Khondakar Kamil Reza, Mazumdar Hirak, Das Suparna, Kaushik Ajeet
School of Technology, India and Woxsen University, Hyderabad 502345, Telangana, India.
School of Engineering and Technology, Department of Computer Science and Engineering, Adamas University, Kolkata 700126, India.
Adv Colloid Interface Sci. 2025 Jul 5;344:103594. doi: 10.1016/j.cis.2025.103594.

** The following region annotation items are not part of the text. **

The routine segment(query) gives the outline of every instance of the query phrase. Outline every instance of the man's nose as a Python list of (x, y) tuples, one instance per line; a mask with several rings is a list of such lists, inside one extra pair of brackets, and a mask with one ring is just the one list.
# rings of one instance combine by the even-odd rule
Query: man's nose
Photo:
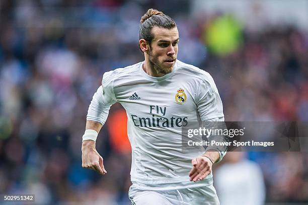
[(169, 46), (169, 47), (168, 52), (167, 52), (167, 55), (173, 55), (175, 54), (175, 50), (174, 50), (174, 48), (173, 47), (172, 45), (171, 45), (170, 46)]

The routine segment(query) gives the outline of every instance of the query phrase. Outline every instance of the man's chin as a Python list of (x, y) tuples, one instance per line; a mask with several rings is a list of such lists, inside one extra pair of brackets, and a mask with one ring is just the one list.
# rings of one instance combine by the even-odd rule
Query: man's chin
[(164, 74), (168, 74), (172, 72), (172, 70), (173, 70), (173, 65), (168, 67), (163, 67), (162, 68), (161, 72)]

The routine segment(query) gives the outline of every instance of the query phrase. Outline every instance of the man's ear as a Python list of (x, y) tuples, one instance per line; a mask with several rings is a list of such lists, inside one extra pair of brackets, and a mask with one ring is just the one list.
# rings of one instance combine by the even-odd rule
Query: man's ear
[(143, 52), (147, 53), (149, 51), (149, 46), (147, 41), (142, 38), (139, 40), (140, 48)]

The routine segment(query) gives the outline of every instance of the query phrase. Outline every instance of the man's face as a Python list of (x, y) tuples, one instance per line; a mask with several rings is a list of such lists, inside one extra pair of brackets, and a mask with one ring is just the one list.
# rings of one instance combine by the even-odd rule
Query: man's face
[(149, 61), (158, 73), (171, 73), (178, 55), (178, 29), (155, 26), (152, 29), (152, 34), (153, 38), (148, 52)]

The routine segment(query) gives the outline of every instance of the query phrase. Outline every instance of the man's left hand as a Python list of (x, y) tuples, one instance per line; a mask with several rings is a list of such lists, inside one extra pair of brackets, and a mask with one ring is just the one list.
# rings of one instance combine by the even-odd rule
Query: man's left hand
[(190, 181), (202, 180), (212, 171), (213, 163), (209, 159), (203, 156), (193, 159), (191, 161), (193, 168), (189, 172)]

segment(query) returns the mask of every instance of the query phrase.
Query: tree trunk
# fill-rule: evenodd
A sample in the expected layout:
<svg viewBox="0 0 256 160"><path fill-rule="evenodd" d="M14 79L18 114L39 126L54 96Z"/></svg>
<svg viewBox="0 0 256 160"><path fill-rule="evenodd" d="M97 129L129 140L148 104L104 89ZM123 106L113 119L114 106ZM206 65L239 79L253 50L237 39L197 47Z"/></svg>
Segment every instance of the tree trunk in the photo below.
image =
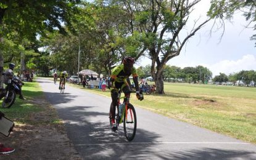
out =
<svg viewBox="0 0 256 160"><path fill-rule="evenodd" d="M0 45L3 42L3 38L0 37ZM4 72L4 55L0 49L0 94L2 93L2 89L4 88L3 80L4 77L2 76L2 73Z"/></svg>
<svg viewBox="0 0 256 160"><path fill-rule="evenodd" d="M163 91L163 79L162 73L156 74L155 76L155 83L157 88L156 92L159 94L165 94Z"/></svg>
<svg viewBox="0 0 256 160"><path fill-rule="evenodd" d="M22 73L25 69L25 54L23 52L20 52L20 73Z"/></svg>

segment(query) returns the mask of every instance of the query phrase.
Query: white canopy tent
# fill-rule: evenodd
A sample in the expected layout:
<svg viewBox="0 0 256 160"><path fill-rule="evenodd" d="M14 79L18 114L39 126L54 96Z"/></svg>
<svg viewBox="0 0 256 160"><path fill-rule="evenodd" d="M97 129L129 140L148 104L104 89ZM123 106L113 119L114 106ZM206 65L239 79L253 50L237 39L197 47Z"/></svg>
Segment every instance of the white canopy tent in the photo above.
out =
<svg viewBox="0 0 256 160"><path fill-rule="evenodd" d="M89 76L93 74L93 77L97 77L97 76L99 76L99 74L89 69L81 70L79 72L79 74L88 75Z"/></svg>

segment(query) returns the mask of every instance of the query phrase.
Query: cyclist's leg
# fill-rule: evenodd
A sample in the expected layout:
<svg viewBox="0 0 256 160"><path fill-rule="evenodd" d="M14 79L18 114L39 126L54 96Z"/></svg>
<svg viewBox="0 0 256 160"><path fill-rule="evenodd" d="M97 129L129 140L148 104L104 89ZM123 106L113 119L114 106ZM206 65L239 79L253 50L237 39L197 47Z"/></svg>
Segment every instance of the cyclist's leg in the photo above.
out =
<svg viewBox="0 0 256 160"><path fill-rule="evenodd" d="M122 90L123 90L123 92L125 94L125 97L129 96L130 97L130 92L129 91L131 91L131 88L130 86L126 84L123 84L122 86Z"/></svg>
<svg viewBox="0 0 256 160"><path fill-rule="evenodd" d="M112 102L110 106L110 114L111 114L111 122L112 124L115 124L115 106L118 105L118 93L116 89L112 89L111 90L111 98Z"/></svg>
<svg viewBox="0 0 256 160"><path fill-rule="evenodd" d="M64 89L65 89L65 84L66 84L66 78L64 78L64 79L63 79L64 81Z"/></svg>
<svg viewBox="0 0 256 160"><path fill-rule="evenodd" d="M60 84L59 84L59 89L61 89L61 88L60 88L60 84L61 84L62 81L62 78L60 78Z"/></svg>

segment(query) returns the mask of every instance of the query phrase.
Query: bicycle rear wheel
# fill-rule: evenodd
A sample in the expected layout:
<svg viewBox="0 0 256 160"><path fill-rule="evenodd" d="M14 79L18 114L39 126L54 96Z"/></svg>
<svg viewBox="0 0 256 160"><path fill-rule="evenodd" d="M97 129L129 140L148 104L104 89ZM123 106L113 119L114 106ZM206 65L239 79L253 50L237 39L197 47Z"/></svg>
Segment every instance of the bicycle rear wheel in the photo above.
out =
<svg viewBox="0 0 256 160"><path fill-rule="evenodd" d="M123 129L125 137L128 141L131 141L134 138L136 129L137 118L135 109L131 104L128 104L127 111L125 111L123 116Z"/></svg>
<svg viewBox="0 0 256 160"><path fill-rule="evenodd" d="M12 104L14 104L15 99L16 93L13 90L9 90L8 93L8 97L6 97L6 95L5 95L4 99L2 100L2 106L5 108L10 108Z"/></svg>

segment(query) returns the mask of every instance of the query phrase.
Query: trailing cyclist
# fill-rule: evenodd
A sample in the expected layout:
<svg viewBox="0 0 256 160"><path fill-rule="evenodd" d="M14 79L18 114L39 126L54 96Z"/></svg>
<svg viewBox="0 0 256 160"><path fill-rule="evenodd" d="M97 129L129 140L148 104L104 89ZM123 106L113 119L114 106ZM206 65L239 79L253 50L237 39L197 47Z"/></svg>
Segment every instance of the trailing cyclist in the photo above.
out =
<svg viewBox="0 0 256 160"><path fill-rule="evenodd" d="M14 73L13 71L14 70L14 68L15 68L15 65L14 63L10 63L9 65L9 69L7 69L4 72L4 83L5 84L7 85L8 81L10 79L12 79L14 77ZM19 87L18 94L20 95L20 96L19 97L19 98L22 99L22 100L25 100L22 92L22 82L20 80L19 80L19 84L17 85L17 86Z"/></svg>
<svg viewBox="0 0 256 160"><path fill-rule="evenodd" d="M115 122L115 106L118 103L118 89L121 89L126 96L130 94L128 92L131 90L130 81L127 81L129 76L132 74L133 82L135 84L136 97L139 100L142 100L143 95L139 91L139 82L138 81L138 74L135 67L133 66L134 59L130 57L123 58L122 64L115 67L110 76L110 86L113 87L111 89L111 98L112 102L110 106L111 123L112 129L115 130L117 127ZM130 80L128 80L130 81Z"/></svg>
<svg viewBox="0 0 256 160"><path fill-rule="evenodd" d="M61 89L60 84L62 81L64 81L64 87L63 89L65 89L65 84L66 84L66 79L68 78L68 73L66 71L60 73L60 84L59 86L59 89Z"/></svg>

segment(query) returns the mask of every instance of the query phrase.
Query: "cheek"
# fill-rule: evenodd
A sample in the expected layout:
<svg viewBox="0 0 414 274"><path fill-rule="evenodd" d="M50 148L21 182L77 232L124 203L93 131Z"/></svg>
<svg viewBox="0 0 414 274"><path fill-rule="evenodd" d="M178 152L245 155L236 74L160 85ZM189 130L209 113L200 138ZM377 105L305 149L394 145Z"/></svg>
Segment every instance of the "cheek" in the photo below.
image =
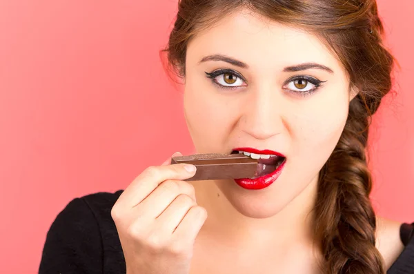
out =
<svg viewBox="0 0 414 274"><path fill-rule="evenodd" d="M315 104L311 111L293 117L294 155L299 161L319 169L331 156L342 133L348 117L346 97ZM311 159L311 161L310 161ZM315 165L310 164L314 163Z"/></svg>
<svg viewBox="0 0 414 274"><path fill-rule="evenodd" d="M210 87L186 84L184 115L194 145L199 153L219 152L229 128L229 110L226 100Z"/></svg>

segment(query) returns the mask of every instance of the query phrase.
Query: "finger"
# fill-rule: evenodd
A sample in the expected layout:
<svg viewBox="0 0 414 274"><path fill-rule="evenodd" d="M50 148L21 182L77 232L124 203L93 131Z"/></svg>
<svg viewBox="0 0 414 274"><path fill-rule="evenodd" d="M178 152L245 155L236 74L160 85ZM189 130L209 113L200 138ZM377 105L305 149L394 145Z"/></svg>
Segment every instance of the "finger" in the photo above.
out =
<svg viewBox="0 0 414 274"><path fill-rule="evenodd" d="M196 205L191 197L181 194L161 213L156 222L160 224L159 226L162 227L164 233L171 235L190 208Z"/></svg>
<svg viewBox="0 0 414 274"><path fill-rule="evenodd" d="M184 180L195 174L195 166L188 164L151 166L144 170L118 198L118 206L131 208L142 202L161 182Z"/></svg>
<svg viewBox="0 0 414 274"><path fill-rule="evenodd" d="M187 197L195 203L194 187L191 184L184 181L167 180L155 188L136 208L143 212L146 217L155 219L181 195L184 195L185 197L180 199Z"/></svg>
<svg viewBox="0 0 414 274"><path fill-rule="evenodd" d="M193 206L172 233L172 238L182 241L183 244L194 243L206 218L206 209L199 206Z"/></svg>

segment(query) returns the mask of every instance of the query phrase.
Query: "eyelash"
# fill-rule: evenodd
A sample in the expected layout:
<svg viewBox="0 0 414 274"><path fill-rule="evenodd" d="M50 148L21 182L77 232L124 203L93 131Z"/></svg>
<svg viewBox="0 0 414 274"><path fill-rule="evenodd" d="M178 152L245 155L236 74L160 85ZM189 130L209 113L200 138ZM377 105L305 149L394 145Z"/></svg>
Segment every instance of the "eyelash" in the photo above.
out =
<svg viewBox="0 0 414 274"><path fill-rule="evenodd" d="M224 74L229 74L229 75L235 76L236 77L241 79L243 81L246 82L246 79L241 75L240 75L240 74L239 74L236 71L235 71L233 70L230 70L230 69L221 68L221 69L215 70L212 72L206 72L205 73L206 73L207 78L210 79L212 80L213 83L214 84L217 85L220 88L233 89L233 88L240 88L239 86L223 86L223 85L219 84L215 79L217 77L222 75ZM285 90L287 90L288 92L299 94L300 96L303 96L303 97L306 97L306 96L311 95L315 91L316 91L316 90L317 90L319 88L320 88L322 86L323 83L325 83L326 81L318 80L316 78L306 76L306 75L298 75L298 76L295 76L295 77L289 79L288 81L286 81L285 82L285 84L284 84L284 86L285 86L287 84L290 84L290 82L295 81L296 80L305 80L315 86L315 88L312 88L309 90L305 90L305 91L292 90L289 90L288 88L284 88Z"/></svg>

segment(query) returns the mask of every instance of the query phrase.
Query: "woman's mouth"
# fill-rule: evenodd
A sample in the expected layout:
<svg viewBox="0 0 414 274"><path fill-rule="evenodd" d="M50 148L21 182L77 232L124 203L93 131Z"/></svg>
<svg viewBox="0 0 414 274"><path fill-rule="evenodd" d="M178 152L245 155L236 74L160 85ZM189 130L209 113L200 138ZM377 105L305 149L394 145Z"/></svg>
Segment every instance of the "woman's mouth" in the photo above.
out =
<svg viewBox="0 0 414 274"><path fill-rule="evenodd" d="M262 189L272 184L279 175L286 162L282 154L273 150L257 150L250 148L237 148L232 153L243 153L258 162L256 174L253 178L235 179L241 187L249 190Z"/></svg>

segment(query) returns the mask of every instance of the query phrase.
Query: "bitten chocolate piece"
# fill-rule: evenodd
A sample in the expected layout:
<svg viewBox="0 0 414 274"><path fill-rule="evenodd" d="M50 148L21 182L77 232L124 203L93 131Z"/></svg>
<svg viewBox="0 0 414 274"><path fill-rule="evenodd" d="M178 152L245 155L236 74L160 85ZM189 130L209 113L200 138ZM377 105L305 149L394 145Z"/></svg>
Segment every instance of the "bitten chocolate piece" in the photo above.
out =
<svg viewBox="0 0 414 274"><path fill-rule="evenodd" d="M197 167L195 175L186 181L253 178L257 160L244 154L195 154L171 159L171 164L190 164Z"/></svg>

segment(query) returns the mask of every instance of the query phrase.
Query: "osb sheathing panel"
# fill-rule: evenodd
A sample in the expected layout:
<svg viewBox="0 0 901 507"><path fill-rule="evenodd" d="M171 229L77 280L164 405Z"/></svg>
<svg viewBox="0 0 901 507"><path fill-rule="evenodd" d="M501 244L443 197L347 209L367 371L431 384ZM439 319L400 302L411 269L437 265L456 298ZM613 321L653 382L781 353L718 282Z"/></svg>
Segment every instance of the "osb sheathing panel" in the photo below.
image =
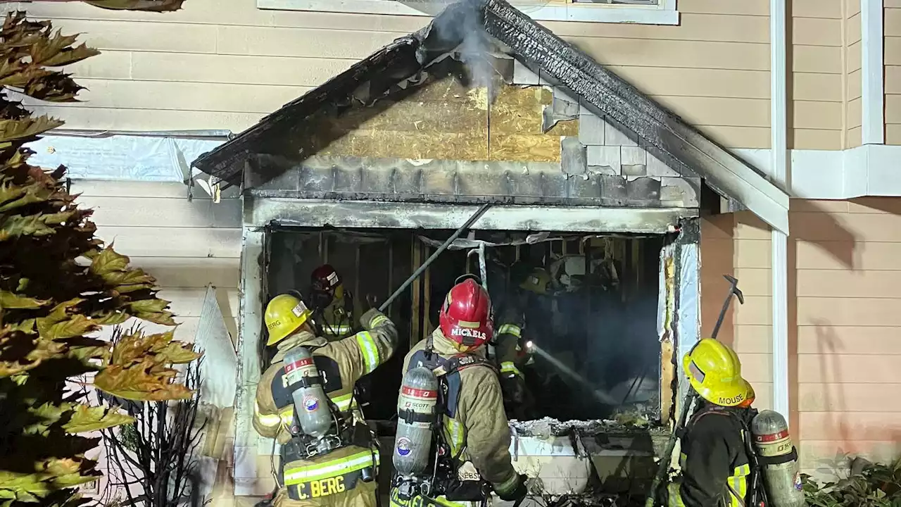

Surface-enhanced Raman spectroscopy (SERS) is a powerful and highly sensitive analytical tool that has found application in healthcare and environmental monitoring. Significant progress has been made in developing SERS-based sensing technology, enabling ultra-high sensitivity through its label-free and fingerprint-level detection capabilities. They are being utilized for molecular diagnostics, screening of clinical samples for food safety, and environmental toxic monitoring. In SERS techniques, vibrational spectra of complex chemical mixtures are acquired as large datasets are extracted from image analysis. Further, subtle variations of SERS signatures from thousands of clinical samples impose a major challenge in identifying analytes for accurate diagnosis. To address these issues, machine learning (ML) algorithms and multivariate statistical analysis have been combined with SERS for extracting and predicting the better outcome. Advancements in artificial intelligence (AI) and ML have shown promising potential to enhance the capabilities of SERS through rapid analysis and automated data processing. By leveraging AI/ML, SERS can transition from merely sensing to a more comprehensive sense, where the algorithms not only detect but also interpret complex patterns in the data. This review delves into the integration of ML with SERS, exploring how ML algorithms can improve these techniques by providing more accurate and insightful analyses. We discuss the overall process of merging ML with SERS, emphasize their applications in molecular diagnostics and screening, and offer insights into the future of ML-enhanced SERS sensor technologies, highlighting the transformative potential of AI/ML in moving from simple sensing to intelligent sensing.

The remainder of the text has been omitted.